Japanese Prime Minister Yoshihide Suga has approved the introduction of stricter COVID-19 measures in Tokyo, Kyoto and Okinawa to halt a potential rise in cases.
The new restrictions come with nearly 100 days until the rescheduled Tokyo 2020 Olympic and Paralympic Games are due to open.
Under the measures, restaurants and businesses in densely populated areas will be required to close by 8pm.
The capacity of large events will be limited to 5,000 people.
Businesses could receive fines should they ignore the instruction to have shorter opening hours.
The measures will come into force on Monday (April 12) and will be in place in Tokyo until May 11.
Restrictions in the Kyoto and Okinawa prefectures are set to end on May 5.

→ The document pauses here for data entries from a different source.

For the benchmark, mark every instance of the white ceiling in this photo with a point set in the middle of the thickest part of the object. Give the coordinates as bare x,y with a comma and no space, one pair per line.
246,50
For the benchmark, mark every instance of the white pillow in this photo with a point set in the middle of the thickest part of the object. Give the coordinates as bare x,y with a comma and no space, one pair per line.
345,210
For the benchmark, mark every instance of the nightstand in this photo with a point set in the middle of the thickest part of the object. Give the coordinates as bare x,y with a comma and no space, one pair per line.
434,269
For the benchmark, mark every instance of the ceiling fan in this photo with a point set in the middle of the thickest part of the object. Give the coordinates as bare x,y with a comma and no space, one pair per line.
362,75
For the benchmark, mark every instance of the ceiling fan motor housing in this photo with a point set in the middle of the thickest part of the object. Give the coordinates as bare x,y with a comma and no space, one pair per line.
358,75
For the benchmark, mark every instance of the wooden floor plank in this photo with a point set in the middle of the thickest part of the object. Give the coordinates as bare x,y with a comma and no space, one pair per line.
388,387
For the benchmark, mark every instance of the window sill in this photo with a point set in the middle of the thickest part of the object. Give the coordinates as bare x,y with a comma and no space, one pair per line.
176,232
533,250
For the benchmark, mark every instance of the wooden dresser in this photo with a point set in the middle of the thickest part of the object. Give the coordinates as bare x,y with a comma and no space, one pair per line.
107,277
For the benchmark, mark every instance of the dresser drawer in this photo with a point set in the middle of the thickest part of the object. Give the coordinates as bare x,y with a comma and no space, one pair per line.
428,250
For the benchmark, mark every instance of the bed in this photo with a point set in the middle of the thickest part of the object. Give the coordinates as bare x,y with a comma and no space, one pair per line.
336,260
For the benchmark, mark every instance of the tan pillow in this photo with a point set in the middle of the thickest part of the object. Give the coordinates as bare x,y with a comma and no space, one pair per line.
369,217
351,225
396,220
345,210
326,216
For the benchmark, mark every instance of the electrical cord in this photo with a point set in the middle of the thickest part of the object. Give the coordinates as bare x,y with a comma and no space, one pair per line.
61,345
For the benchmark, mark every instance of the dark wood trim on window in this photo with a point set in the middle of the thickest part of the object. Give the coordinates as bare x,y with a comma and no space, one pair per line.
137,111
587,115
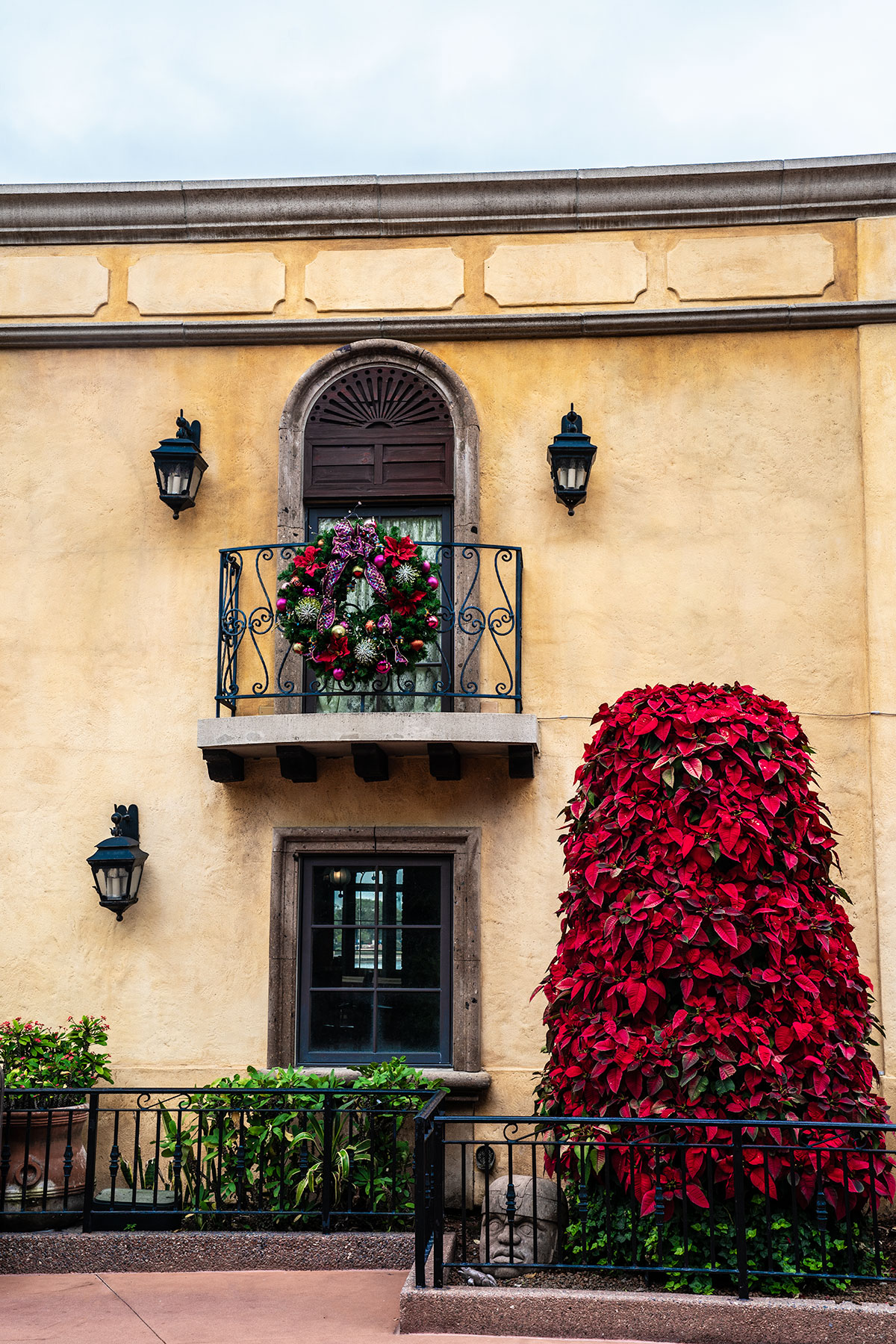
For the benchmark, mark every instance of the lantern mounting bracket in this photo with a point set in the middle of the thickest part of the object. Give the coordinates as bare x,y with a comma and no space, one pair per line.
125,821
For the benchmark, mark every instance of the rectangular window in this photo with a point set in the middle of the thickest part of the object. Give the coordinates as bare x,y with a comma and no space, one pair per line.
375,960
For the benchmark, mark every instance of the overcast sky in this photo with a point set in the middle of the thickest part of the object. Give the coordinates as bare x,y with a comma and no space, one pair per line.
107,90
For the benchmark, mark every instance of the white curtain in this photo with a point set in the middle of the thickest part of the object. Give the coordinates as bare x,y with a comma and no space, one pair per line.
425,675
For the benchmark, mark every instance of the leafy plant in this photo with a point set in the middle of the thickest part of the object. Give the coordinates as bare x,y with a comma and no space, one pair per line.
33,1055
302,1148
791,1246
706,965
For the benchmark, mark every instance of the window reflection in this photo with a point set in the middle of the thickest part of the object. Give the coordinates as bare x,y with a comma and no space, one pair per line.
376,957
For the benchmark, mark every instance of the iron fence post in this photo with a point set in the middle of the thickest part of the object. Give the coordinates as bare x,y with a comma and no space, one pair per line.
327,1192
421,1230
741,1214
90,1175
519,631
438,1201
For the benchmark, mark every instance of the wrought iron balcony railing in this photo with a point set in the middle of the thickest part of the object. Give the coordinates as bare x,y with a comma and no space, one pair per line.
474,655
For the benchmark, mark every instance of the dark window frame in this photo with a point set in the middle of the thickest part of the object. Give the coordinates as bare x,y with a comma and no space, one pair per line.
304,1051
292,843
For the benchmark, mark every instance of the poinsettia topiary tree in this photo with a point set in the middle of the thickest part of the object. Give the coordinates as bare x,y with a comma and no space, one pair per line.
706,964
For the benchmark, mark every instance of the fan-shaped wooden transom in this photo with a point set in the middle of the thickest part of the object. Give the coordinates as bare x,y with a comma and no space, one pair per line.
379,433
378,396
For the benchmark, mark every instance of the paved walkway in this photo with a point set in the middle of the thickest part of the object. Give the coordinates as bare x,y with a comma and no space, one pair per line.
252,1307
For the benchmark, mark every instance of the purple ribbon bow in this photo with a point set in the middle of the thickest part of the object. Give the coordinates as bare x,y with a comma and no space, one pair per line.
352,544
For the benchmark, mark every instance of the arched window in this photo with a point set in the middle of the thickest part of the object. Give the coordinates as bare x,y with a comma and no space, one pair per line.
388,429
381,440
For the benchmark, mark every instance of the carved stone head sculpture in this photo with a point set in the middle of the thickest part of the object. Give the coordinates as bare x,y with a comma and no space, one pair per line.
538,1222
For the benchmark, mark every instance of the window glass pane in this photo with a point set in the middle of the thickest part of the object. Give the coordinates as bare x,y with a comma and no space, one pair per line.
375,954
408,959
418,897
408,1021
344,895
343,957
341,1021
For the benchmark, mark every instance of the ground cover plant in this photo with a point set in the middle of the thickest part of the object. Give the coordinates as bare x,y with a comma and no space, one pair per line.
707,971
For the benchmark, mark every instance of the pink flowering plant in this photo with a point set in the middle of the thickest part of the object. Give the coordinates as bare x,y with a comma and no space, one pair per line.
65,1062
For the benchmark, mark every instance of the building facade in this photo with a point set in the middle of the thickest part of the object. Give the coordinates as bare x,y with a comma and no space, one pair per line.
331,878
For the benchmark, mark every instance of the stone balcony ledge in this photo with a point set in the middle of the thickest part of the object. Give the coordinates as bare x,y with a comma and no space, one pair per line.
300,741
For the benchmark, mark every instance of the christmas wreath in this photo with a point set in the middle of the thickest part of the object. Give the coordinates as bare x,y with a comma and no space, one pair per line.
343,641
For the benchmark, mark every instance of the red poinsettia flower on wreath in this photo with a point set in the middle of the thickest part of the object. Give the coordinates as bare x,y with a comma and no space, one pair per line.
336,650
399,550
308,561
406,604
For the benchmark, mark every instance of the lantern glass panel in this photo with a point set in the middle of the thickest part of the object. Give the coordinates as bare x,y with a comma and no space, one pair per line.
195,479
179,477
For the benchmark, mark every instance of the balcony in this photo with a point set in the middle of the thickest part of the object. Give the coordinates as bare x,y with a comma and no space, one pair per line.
464,700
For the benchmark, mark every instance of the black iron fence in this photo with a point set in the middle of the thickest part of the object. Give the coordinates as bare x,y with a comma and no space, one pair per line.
474,652
696,1203
112,1157
692,1203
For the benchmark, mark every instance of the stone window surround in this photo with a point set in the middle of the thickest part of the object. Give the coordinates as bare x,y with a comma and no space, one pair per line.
462,846
290,497
290,503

Similar measures are already in place in Osaka, Hyogo and Miyagi because of a spike in infections.
Suga has said the Japanese Government will take localised action to tackle the rise in cases.
"We will prevent local outbreaks from turning into a nationwide one by taking targeted steps quickly and in a focused manner," Suga said, according to the Japan Times.

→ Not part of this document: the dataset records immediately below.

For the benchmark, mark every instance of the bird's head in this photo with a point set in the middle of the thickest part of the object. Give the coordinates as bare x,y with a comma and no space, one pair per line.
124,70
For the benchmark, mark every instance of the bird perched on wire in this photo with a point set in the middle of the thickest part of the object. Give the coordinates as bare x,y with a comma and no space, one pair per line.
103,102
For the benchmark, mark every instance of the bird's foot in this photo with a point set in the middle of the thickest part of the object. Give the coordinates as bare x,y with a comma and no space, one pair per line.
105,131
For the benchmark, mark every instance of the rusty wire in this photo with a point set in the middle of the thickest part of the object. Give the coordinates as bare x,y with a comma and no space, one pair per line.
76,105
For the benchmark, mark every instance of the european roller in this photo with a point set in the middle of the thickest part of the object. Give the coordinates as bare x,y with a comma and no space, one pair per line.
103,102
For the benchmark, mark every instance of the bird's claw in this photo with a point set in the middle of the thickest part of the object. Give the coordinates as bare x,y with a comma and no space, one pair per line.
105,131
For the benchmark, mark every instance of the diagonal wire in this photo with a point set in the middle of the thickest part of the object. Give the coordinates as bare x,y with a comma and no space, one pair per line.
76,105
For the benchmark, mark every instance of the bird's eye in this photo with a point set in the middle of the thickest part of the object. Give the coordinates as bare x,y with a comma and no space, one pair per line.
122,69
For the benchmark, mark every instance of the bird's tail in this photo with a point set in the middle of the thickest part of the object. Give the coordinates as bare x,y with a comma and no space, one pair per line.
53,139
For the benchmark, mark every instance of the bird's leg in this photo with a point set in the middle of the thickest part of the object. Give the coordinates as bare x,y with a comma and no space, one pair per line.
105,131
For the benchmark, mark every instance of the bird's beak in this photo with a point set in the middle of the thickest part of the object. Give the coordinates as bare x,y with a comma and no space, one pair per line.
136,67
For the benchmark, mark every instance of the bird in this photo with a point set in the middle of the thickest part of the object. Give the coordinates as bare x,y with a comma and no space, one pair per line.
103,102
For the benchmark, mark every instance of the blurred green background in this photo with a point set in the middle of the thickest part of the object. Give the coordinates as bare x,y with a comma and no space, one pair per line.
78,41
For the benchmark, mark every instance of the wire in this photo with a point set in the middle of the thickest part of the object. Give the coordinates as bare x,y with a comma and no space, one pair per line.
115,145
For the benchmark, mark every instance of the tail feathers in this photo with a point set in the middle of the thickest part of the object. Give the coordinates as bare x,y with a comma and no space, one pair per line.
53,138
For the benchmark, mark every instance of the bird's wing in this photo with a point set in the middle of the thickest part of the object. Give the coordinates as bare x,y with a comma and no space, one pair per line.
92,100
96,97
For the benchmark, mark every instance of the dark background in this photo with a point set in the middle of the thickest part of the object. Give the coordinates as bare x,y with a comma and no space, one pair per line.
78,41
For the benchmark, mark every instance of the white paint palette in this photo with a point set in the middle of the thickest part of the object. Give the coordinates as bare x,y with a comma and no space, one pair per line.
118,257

Tokyo has seen a gradual increase in COVID-19 cases since state of emergency measures were lifted in the Japanese capital last month.
The Japan Times reported that Tokyo had recorded 570 new COVID-19 cases yesterday, marking the fourth consecutive day the figure had passed 500.

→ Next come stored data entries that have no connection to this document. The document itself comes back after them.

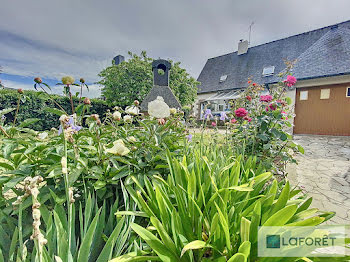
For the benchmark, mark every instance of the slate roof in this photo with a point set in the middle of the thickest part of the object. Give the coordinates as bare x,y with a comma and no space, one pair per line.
321,52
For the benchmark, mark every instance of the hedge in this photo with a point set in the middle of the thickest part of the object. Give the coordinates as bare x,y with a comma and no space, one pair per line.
33,105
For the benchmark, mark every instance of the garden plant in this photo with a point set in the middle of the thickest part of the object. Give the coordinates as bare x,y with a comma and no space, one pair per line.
127,185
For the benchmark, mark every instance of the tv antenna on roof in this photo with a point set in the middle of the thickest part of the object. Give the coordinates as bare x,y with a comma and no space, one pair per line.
250,31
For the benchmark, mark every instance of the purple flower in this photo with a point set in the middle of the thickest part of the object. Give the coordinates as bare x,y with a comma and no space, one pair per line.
223,116
207,113
189,138
70,124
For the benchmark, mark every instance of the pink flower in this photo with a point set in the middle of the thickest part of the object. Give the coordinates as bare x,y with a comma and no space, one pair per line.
249,119
272,107
284,115
267,98
241,112
291,80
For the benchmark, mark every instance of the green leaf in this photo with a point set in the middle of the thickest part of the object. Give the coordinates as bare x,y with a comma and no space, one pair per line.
84,250
157,246
282,216
197,244
54,111
244,248
28,122
107,250
238,257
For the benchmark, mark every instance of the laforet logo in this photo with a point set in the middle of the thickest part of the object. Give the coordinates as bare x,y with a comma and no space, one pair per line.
273,241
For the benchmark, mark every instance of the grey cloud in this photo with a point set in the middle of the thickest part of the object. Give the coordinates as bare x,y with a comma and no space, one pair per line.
81,37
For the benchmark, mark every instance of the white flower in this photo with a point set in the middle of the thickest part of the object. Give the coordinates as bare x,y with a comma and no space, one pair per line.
43,135
127,118
117,115
132,110
158,108
131,139
118,148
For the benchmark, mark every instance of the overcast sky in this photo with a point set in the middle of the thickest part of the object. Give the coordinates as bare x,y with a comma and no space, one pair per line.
80,37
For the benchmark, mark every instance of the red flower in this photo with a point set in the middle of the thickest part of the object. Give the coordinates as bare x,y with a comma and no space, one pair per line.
241,112
291,80
267,98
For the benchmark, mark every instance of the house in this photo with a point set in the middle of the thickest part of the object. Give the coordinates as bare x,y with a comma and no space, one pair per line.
321,96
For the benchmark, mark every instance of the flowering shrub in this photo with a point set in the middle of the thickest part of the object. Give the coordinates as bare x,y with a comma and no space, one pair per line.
262,126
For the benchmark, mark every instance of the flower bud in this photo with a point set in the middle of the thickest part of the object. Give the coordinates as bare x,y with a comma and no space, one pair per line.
117,115
87,101
38,80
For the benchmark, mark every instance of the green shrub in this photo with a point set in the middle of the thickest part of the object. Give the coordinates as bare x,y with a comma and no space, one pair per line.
34,104
210,206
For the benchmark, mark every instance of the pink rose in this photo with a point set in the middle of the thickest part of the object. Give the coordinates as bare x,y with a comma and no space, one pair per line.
249,119
267,98
241,112
291,80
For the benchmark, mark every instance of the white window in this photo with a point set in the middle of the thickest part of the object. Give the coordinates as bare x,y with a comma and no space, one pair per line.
325,93
223,78
304,95
268,71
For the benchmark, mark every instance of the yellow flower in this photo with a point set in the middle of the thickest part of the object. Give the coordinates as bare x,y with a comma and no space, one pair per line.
67,80
118,148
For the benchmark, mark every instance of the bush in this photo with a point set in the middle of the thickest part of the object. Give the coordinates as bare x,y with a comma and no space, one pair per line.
34,105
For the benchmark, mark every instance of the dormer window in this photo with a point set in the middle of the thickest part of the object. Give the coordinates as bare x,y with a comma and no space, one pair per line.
223,78
268,71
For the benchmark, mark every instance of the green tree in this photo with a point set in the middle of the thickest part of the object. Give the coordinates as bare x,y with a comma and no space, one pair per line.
133,79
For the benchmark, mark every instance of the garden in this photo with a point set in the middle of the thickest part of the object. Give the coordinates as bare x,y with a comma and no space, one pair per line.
111,183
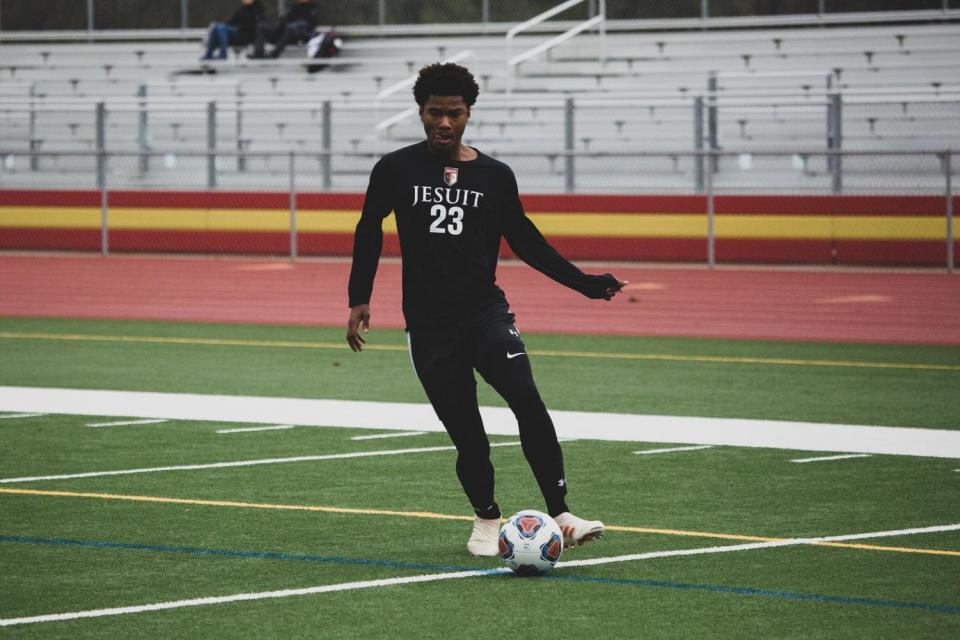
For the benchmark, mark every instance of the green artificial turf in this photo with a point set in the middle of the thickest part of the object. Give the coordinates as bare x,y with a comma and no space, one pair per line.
75,552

The nationwide total of new cases passed 3,000 yesterday.
By contrast, Tokyo had recorded 323 COVID-19 cases and Japan reported 1,460 nationwide when state of emergency measures were lifted on March 21.
The rise in COVID-19 cases also comes amid a slow rollout of COVID-19 vaccines in Japan to date.
The country is expected to begin rolling out the COVID-19 vaccine to people aged 65 and over from April 12, roughly 36 million people.
The Japanese Government is reportedly considering priority access for athletes prior to the Olympic and Paralympic Games.
The rescheduled Tokyo 2020 Olympics are due to open on July 23 and close on August 8, with the Paralympics set to follow between August 24 and September 5.
Second versions of playbooks, outlining how the Games are set to take place amid the COVID-19 pandemic, are due to be published at the end of the month.